Meninas são mais afetadas por mudanças climáticas
Estudo entrevistou garotas em oito países, incluindo o Brasil
Crescimento dos casamentos infantis, abandono da escola e aumento do trabalho doméstico estão entre alguns dos efeitos da crise climática que atingem mais meninas, ampliando a desigualdade entre os gêneros. Um estudo da Organização Não Governamental (ONG) Plan International em oito países, entre os quais o Brasil, revelou os efeitos das transformações do clima na vida de garotas menores de 18 anos de idade.
A pesquisa focou no acesso à educação a partir de entrevistas com 78 meninas do Brasil, Benim, Camboja, El Salvador, Filipinas, República Dominicana, Togo e Vietnã. Segundo o levantamento, devido às desigualdades e discriminações de gênero que já existem nesses países, elas acabam sendo mais afetadas pelas mudanças climáticas.
“As meninas têm uma redução significativa da frequência escolar no contexto das mudanças climáticas porque, muitas vezes, elas são sobrecarregadas dentro de casa. As meninas são muito mais convocadas pelas suas famílias para cumprir essa responsabilidade do que os meninos”, destacou Júlia Ferraz, especialista em mudanças climáticas e emergências da Plan International.
No Vietnã, por exemplo, a adolescente Uyen afirma que os pais preferem tirar as meninas da escola e manter os meninos, porque entendem que elas são responsáveis por ajudar nas tarefas domésticas. Dados do Fundo Malala apontam que as mudanças climáticas podem retirar das escolas, a cada ano, pelo menos 12,5 milhões de garotas em 30 países vulneráveis ao clima.
Casamentos infantis
Outra consequência da crise climática é o aumento dos casamentos infantis ligado à elevação da pobreza. A pesquisa identificou esse crescimento nas regiões afetadas pela crise climática, principalmente onde há inundações.

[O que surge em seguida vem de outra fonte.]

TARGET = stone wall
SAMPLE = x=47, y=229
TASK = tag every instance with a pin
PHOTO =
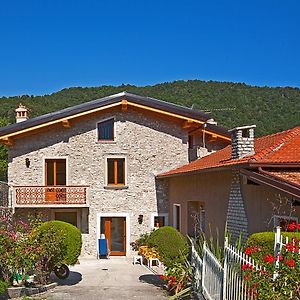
x=4, y=189
x=237, y=221
x=150, y=146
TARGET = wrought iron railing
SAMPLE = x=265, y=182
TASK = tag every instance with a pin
x=28, y=195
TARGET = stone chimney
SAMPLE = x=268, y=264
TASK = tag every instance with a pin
x=21, y=113
x=242, y=143
x=212, y=121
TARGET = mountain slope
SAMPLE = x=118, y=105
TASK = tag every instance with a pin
x=232, y=104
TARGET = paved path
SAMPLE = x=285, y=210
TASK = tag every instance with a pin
x=115, y=278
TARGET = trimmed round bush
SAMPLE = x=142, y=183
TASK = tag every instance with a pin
x=171, y=245
x=265, y=242
x=70, y=240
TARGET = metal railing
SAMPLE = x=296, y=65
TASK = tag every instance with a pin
x=47, y=195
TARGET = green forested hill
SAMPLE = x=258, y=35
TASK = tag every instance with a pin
x=271, y=109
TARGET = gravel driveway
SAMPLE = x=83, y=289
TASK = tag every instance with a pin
x=114, y=278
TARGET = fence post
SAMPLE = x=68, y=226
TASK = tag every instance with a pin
x=224, y=285
x=277, y=250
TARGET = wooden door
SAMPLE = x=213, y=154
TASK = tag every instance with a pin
x=114, y=229
x=55, y=178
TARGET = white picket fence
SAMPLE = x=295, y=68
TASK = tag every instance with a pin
x=215, y=281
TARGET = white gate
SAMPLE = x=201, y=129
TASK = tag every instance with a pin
x=216, y=282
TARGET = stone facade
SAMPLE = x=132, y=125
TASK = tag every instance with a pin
x=237, y=221
x=150, y=145
x=3, y=194
x=242, y=141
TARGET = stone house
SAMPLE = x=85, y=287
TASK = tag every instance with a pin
x=94, y=164
x=252, y=185
x=4, y=192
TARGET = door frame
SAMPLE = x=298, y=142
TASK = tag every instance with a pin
x=114, y=214
x=55, y=157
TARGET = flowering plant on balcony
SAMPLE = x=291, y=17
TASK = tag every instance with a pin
x=279, y=274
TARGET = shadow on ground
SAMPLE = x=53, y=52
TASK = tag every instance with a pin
x=152, y=279
x=73, y=279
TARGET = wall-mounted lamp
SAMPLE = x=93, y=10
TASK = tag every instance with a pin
x=140, y=219
x=27, y=162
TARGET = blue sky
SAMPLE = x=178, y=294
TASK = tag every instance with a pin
x=47, y=45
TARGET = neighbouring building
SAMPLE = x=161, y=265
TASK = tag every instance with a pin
x=252, y=185
x=95, y=164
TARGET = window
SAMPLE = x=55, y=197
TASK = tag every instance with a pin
x=159, y=221
x=115, y=171
x=191, y=142
x=284, y=222
x=176, y=216
x=106, y=130
x=55, y=172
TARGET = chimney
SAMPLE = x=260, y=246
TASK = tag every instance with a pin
x=242, y=143
x=212, y=122
x=21, y=113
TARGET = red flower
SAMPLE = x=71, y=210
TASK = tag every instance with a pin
x=269, y=258
x=290, y=263
x=249, y=250
x=292, y=226
x=292, y=247
x=247, y=267
x=279, y=257
x=247, y=277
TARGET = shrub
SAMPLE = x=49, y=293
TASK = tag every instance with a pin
x=170, y=244
x=70, y=238
x=141, y=241
x=263, y=243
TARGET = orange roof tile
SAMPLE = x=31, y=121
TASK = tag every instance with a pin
x=281, y=147
x=290, y=176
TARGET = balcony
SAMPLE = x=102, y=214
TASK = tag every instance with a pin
x=45, y=196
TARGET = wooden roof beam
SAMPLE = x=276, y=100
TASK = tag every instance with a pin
x=7, y=141
x=66, y=123
x=124, y=105
x=188, y=124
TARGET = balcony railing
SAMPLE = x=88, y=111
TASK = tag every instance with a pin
x=49, y=195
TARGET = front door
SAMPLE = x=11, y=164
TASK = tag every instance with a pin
x=114, y=229
x=55, y=177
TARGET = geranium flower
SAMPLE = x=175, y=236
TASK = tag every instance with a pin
x=269, y=259
x=246, y=267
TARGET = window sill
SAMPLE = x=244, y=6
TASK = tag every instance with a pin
x=106, y=142
x=116, y=187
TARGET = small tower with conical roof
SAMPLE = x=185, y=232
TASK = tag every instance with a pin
x=22, y=113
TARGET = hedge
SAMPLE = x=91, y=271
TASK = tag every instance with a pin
x=71, y=239
x=171, y=245
x=265, y=242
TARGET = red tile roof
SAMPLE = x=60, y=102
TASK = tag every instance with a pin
x=290, y=176
x=281, y=147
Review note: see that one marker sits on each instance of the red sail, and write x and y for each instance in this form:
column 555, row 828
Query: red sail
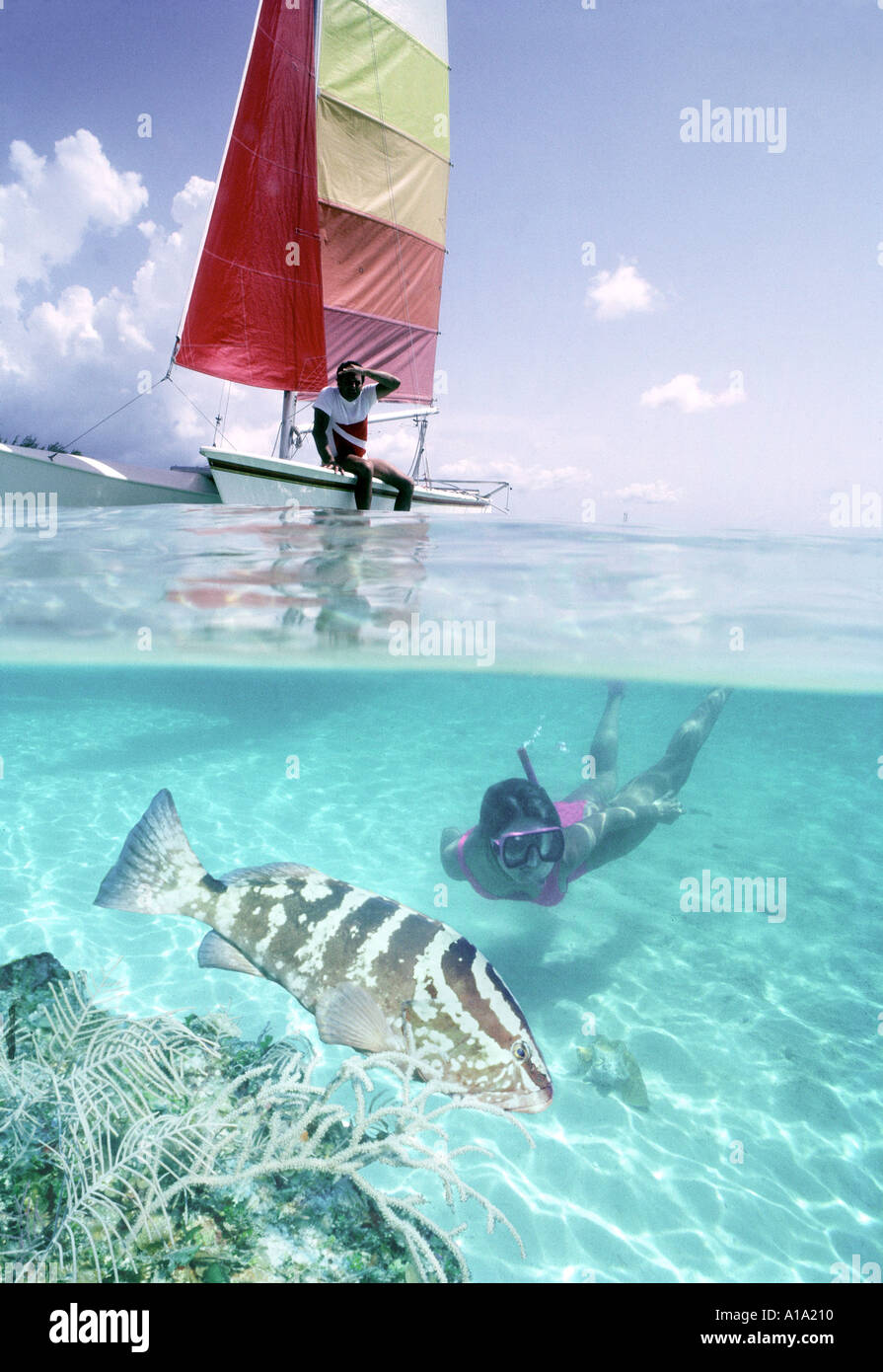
column 256, row 308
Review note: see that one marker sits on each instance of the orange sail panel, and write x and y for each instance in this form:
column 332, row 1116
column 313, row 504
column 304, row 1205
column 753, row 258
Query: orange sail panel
column 383, row 176
column 256, row 308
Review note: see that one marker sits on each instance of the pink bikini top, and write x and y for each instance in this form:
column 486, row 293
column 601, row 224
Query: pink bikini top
column 569, row 812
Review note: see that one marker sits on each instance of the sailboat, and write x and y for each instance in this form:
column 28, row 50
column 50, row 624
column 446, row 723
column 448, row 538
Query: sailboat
column 324, row 243
column 326, row 240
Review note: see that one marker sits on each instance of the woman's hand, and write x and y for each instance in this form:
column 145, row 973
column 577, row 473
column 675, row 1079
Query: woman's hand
column 668, row 808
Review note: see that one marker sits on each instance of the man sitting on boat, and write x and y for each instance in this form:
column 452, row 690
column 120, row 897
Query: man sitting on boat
column 340, row 432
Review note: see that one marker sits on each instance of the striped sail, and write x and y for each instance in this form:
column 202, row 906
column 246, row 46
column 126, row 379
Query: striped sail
column 383, row 178
column 256, row 308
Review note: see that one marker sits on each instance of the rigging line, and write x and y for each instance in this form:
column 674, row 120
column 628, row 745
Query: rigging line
column 166, row 377
column 189, row 401
column 395, row 218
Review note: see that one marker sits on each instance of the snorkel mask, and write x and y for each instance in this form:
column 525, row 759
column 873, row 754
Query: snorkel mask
column 513, row 848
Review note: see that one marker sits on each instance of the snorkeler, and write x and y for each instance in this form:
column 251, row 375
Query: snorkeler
column 525, row 847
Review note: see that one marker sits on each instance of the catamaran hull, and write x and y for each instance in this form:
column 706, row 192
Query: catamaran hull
column 83, row 482
column 245, row 479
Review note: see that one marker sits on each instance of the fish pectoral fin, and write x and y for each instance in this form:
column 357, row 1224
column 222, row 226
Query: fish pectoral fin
column 348, row 1014
column 214, row 951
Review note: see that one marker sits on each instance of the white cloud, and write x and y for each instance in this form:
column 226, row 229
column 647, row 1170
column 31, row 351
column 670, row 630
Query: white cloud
column 99, row 351
column 48, row 207
column 686, row 393
column 657, row 493
column 620, row 292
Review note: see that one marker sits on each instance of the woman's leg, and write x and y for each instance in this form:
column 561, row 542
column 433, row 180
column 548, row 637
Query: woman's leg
column 675, row 766
column 604, row 751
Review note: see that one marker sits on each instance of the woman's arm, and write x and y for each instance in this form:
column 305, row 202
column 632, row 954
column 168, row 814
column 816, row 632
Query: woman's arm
column 584, row 837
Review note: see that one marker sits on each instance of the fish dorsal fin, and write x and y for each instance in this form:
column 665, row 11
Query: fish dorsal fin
column 350, row 1014
column 271, row 872
column 214, row 951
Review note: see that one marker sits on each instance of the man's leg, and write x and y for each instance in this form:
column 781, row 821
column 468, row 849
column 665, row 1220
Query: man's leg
column 404, row 485
column 362, row 470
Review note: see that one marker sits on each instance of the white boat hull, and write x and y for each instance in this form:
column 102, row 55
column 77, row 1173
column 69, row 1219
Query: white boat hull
column 87, row 482
column 245, row 479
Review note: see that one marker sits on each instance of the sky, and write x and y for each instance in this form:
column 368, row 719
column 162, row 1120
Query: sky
column 632, row 324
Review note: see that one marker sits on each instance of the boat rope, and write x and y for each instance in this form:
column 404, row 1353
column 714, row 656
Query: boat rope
column 112, row 415
column 189, row 401
column 148, row 391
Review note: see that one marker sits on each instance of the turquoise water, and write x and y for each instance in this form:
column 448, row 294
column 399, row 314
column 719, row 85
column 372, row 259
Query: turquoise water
column 760, row 1158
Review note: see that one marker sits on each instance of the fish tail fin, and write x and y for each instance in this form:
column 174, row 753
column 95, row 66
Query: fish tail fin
column 157, row 872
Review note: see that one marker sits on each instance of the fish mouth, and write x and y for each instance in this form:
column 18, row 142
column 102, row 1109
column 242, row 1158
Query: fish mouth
column 523, row 1102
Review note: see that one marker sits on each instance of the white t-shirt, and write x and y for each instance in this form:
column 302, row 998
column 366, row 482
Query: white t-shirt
column 347, row 429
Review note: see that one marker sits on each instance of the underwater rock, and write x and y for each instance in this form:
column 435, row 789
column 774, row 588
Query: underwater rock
column 609, row 1065
column 27, row 974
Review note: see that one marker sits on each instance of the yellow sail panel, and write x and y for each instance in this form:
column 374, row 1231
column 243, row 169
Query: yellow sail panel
column 375, row 171
column 370, row 63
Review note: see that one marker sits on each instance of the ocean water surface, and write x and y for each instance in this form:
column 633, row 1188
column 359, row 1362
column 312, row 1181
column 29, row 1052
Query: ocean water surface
column 292, row 685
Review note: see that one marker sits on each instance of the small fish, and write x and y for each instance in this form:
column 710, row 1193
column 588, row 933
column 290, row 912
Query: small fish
column 361, row 963
column 611, row 1065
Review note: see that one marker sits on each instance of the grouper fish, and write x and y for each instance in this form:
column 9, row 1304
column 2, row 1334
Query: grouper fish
column 358, row 962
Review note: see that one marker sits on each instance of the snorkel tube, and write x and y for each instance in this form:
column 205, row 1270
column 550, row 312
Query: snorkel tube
column 528, row 766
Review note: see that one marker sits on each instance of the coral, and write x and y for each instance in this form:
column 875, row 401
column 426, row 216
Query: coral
column 164, row 1150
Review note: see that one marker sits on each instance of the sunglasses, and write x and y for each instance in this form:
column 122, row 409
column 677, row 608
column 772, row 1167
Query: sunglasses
column 514, row 848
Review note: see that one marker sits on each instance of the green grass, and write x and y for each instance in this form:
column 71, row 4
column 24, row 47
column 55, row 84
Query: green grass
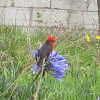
column 82, row 80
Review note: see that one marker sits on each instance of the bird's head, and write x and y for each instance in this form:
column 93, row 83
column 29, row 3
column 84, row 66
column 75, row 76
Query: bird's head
column 51, row 40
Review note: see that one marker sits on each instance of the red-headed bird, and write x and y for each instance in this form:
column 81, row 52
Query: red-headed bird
column 46, row 49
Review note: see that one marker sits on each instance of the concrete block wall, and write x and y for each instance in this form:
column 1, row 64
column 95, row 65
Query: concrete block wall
column 69, row 13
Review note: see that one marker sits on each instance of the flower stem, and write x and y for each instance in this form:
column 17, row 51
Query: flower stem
column 40, row 81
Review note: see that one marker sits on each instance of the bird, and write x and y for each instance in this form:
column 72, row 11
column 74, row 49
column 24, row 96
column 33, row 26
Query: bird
column 46, row 49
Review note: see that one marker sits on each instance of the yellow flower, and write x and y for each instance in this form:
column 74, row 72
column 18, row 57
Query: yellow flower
column 97, row 37
column 88, row 38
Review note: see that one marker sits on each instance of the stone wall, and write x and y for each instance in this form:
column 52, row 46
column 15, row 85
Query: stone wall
column 68, row 13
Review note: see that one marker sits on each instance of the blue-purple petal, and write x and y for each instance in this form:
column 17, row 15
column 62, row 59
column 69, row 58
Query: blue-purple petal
column 33, row 53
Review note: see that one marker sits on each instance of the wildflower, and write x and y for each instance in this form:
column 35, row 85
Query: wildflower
column 98, row 98
column 55, row 65
column 88, row 38
column 97, row 37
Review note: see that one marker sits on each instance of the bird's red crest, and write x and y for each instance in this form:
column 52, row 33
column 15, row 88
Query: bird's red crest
column 50, row 38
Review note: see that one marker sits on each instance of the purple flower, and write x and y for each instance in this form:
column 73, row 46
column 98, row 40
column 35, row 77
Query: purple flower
column 98, row 98
column 56, row 64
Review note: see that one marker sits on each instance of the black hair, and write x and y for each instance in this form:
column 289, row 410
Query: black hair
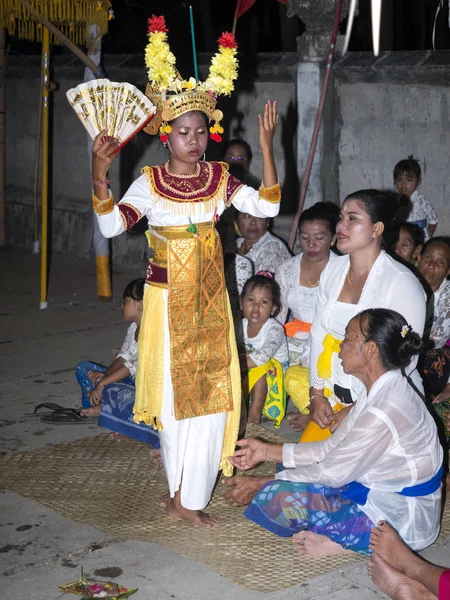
column 377, row 205
column 135, row 290
column 440, row 239
column 262, row 281
column 408, row 166
column 416, row 233
column 397, row 343
column 327, row 212
column 238, row 142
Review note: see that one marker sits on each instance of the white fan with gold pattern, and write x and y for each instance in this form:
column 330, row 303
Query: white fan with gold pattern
column 120, row 108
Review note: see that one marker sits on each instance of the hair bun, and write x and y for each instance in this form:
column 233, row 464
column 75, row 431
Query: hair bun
column 410, row 345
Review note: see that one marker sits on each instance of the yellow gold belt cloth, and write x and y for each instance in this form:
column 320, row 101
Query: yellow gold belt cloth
column 204, row 363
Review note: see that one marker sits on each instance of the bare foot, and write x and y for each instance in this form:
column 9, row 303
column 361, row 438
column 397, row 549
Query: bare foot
column 164, row 499
column 117, row 437
column 242, row 488
column 197, row 517
column 313, row 545
column 386, row 542
column 155, row 455
column 93, row 411
column 394, row 584
column 298, row 422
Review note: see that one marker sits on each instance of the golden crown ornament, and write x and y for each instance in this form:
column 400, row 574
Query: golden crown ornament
column 174, row 96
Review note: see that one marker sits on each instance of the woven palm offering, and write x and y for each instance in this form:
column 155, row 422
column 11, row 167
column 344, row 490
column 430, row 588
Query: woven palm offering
column 120, row 108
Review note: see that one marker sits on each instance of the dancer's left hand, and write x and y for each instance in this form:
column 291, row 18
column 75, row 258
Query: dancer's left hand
column 267, row 126
column 242, row 488
column 251, row 453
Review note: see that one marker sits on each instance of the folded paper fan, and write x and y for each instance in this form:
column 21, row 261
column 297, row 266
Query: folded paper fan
column 118, row 107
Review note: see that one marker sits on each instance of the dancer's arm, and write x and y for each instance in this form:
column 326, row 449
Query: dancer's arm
column 267, row 126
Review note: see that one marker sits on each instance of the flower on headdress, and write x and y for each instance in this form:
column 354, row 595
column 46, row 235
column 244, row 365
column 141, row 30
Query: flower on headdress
column 223, row 69
column 159, row 59
column 157, row 24
column 191, row 84
column 227, row 40
column 265, row 274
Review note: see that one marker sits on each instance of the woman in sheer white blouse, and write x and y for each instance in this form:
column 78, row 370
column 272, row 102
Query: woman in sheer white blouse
column 366, row 277
column 384, row 461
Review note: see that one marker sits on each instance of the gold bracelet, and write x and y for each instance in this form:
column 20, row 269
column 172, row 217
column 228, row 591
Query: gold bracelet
column 271, row 194
column 103, row 207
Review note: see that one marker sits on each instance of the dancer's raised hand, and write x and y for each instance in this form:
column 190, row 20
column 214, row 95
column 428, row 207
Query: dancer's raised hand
column 267, row 126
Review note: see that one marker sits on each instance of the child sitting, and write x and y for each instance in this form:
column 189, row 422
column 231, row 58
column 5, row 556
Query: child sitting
column 266, row 349
column 407, row 178
column 109, row 393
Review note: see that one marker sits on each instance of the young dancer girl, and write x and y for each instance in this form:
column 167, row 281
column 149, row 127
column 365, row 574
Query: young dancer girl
column 109, row 393
column 188, row 379
column 266, row 348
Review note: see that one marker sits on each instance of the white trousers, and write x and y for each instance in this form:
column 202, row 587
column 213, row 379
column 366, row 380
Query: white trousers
column 191, row 449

“O casamento infantil acaba sendo uma estratégia negativa de sobrevivência dessas famílias que, ao fazer esse casamento, ela transfere a responsabilidade sobre a garota para os cuidados de outro núcleo familiar que vai prover e dar comida”, explicou.
A Plan International recomendou a reformulação das políticas para mudanças climáticas, com o objetivo de prever a dimensão da desigualdade entre os gêneros, trabalhando também com o combate a esse tipo de discriminação.
“É fundamental se trabalhar com as comunidades, principalmente por meio da educação, enfatizando que esses padrões precisam ser desconstruídos para melhorar a situação das meninas, para que elas não enfrentem os impactos da crise climática de forma tão desproporcional”, afirmou Júlia Ferraz.
Financiamento climático infantil
Em outra pesquisa realizada pela mesma ONG, verificou-se que de 591 projetos financiados por fundos ligados ao clima, e executados ao longo de 17 anos, apenas 5% deles foram destinados prioritariamente a atividades voltadas às crianças. Isso representou apenas 2,4% dos recursos mobilizados para a crise climática. Além disso, apenas um dos projetos foi direcionado à educação de crianças.
“De todos os financiamentos climáticos feitos pelos principais fundos climáticos, apenas um é endereçado à questão da educação. Isso é muito grave. Se a gente não trabalhar no eixo da educação com a mudança de paradigma de padrões, fica super difícil construir qualquer coisa”, concluiu Ferraz.
Crise amplia desigualdades
Além de ampliar a desigualdade de gênero, a crise climática aumenta todas as demais desigualdades, segundo o coordenador do Grupo de Economia do Meio Ambiente e Desenvolvimento Sustentável da Universidade Federal do Rio de Janeiro (UFRJ), Carlos Eduardo Young.
O professor destacou que os países mais ricos sofrerão menos porque tem mais recursos para investir na adaptação para as mudanças climáticas. “Isso é fácil de você perceber quando você tem um furacão passando no Caribe, em que morrem milhares de pessoas nos países caribenhos ou centro-americanos. Esse furacão chega na costa americana e o número de óbitos cai menos de uma dezena”, exemplificou.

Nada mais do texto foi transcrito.